トマ・デュトロンThomas Dutroncとビレリ・ラグレーンBiréli Lagrèneの共演というのは、マヌーシュジャズ界の貴公子トマとかつての神童(そして今は神に近いのか)というビレリという位置付けを考えれば珍しいことではないだろう。出会うべきして会った二人というか。
この動画から知ったのは、あのフランスの有名な時事ネタ週刊誌レクスプレスL'Expressが、文化を紹介するようなちょっと軽めのウェブサイトを運営しているということ。そして、このサイトで二人が演奏している曲が、ビレリの楽曲のようにスタンダード化しつつあるものではなく、トマ・デュトロンの"J'suis pas d'ici"である、ということだ。トマのファーストアルバム"Comme un manouche sans guitare"に入っていた曲で、ポップスのような印象もある曲だったので、二人の共演の曲にこの曲が選ばれて、トマがボーカル(これは彼の曲なのだから当たり前か)、ビレリがリズムギターを担っている、ということを、少し新鮮に感じたのであった。

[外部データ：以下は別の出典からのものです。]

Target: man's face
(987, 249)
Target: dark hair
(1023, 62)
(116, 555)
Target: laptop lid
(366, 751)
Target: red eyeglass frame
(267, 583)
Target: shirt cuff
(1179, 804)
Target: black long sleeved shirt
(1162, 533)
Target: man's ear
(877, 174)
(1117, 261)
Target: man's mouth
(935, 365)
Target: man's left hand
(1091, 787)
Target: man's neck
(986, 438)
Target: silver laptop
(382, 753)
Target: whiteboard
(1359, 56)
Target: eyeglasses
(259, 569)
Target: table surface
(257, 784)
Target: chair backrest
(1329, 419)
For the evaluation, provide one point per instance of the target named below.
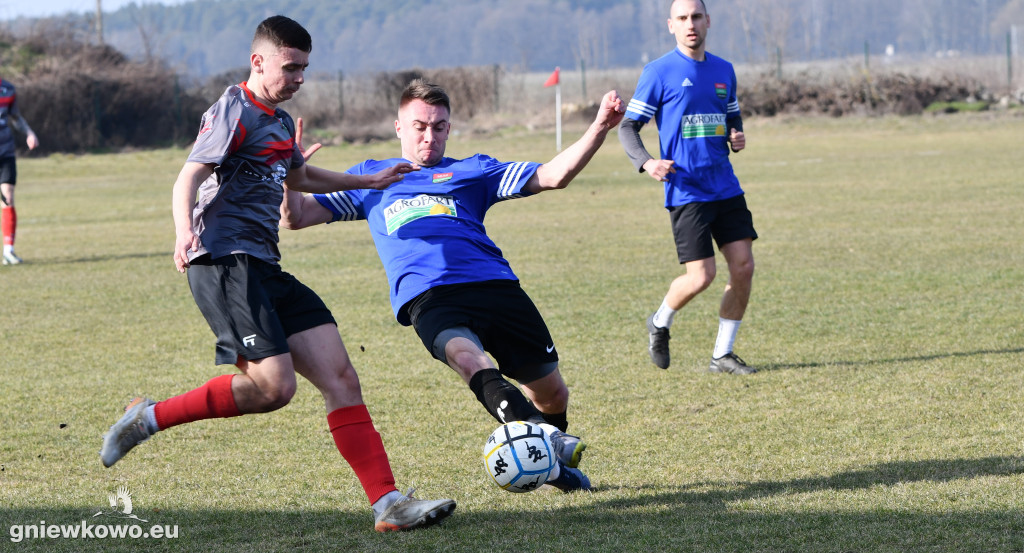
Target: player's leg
(320, 355)
(460, 348)
(690, 228)
(733, 229)
(739, 257)
(230, 295)
(8, 215)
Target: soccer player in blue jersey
(10, 118)
(691, 95)
(226, 207)
(448, 278)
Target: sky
(10, 9)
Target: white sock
(386, 500)
(549, 428)
(727, 330)
(555, 472)
(664, 315)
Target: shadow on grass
(868, 363)
(95, 258)
(705, 516)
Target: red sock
(361, 447)
(9, 224)
(211, 400)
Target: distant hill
(209, 37)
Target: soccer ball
(518, 457)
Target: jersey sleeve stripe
(510, 179)
(342, 206)
(643, 110)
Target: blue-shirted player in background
(691, 95)
(448, 278)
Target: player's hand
(185, 242)
(306, 154)
(659, 169)
(610, 114)
(390, 175)
(737, 140)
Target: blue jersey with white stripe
(690, 101)
(428, 227)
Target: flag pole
(556, 82)
(558, 117)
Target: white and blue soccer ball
(518, 457)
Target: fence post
(583, 78)
(341, 95)
(1010, 65)
(497, 88)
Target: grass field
(886, 317)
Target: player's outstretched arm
(562, 168)
(182, 199)
(300, 211)
(316, 180)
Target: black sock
(558, 420)
(503, 400)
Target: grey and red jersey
(238, 209)
(9, 117)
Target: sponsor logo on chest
(425, 205)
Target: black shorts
(693, 226)
(8, 171)
(500, 313)
(253, 306)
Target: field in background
(886, 317)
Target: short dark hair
(701, 5)
(428, 92)
(283, 32)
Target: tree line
(204, 38)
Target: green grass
(886, 315)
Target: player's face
(689, 23)
(423, 129)
(281, 73)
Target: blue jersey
(690, 101)
(428, 227)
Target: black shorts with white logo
(693, 226)
(253, 306)
(502, 315)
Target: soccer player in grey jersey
(10, 118)
(226, 206)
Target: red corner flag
(553, 80)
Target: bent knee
(278, 396)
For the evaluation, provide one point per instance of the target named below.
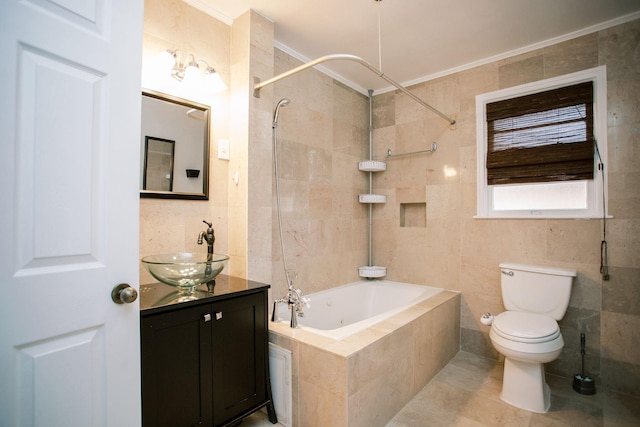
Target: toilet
(527, 334)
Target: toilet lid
(525, 327)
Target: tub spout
(294, 317)
(295, 301)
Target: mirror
(174, 146)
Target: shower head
(283, 103)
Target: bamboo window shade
(543, 137)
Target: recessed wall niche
(413, 214)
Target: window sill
(538, 216)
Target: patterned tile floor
(466, 394)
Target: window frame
(596, 188)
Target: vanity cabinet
(206, 363)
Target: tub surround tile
(372, 374)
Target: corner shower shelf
(372, 198)
(372, 271)
(372, 166)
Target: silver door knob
(124, 294)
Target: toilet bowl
(527, 334)
(525, 352)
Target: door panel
(69, 168)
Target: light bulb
(213, 82)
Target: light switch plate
(223, 149)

この動画が撮影された当時の背景を垣間見えるインタビュー記事を見付けた。このコンサートがそもそも、ジャンゴ・ラインハルト生誕100周年だった2010年1月19日に、L'expressが主催したものだったらしい。
Biréli Lagrène et Thomas Dutronc, les frères manouches
Biréli Lagrène et Thomas Dutronc, les frères manouches - L'Express
一見対照的にみえる二人、キャリアからして明らかに上下関係のありそうな二人が通じ合っている理由がわかるような気がする、そんなインタビュー内容だ。どうやらこのライブの前に、実はビレリが自分のギターを忘れてきたらしい…なんてエピソードも判明。ま、きっとそういうこともあるのだろう。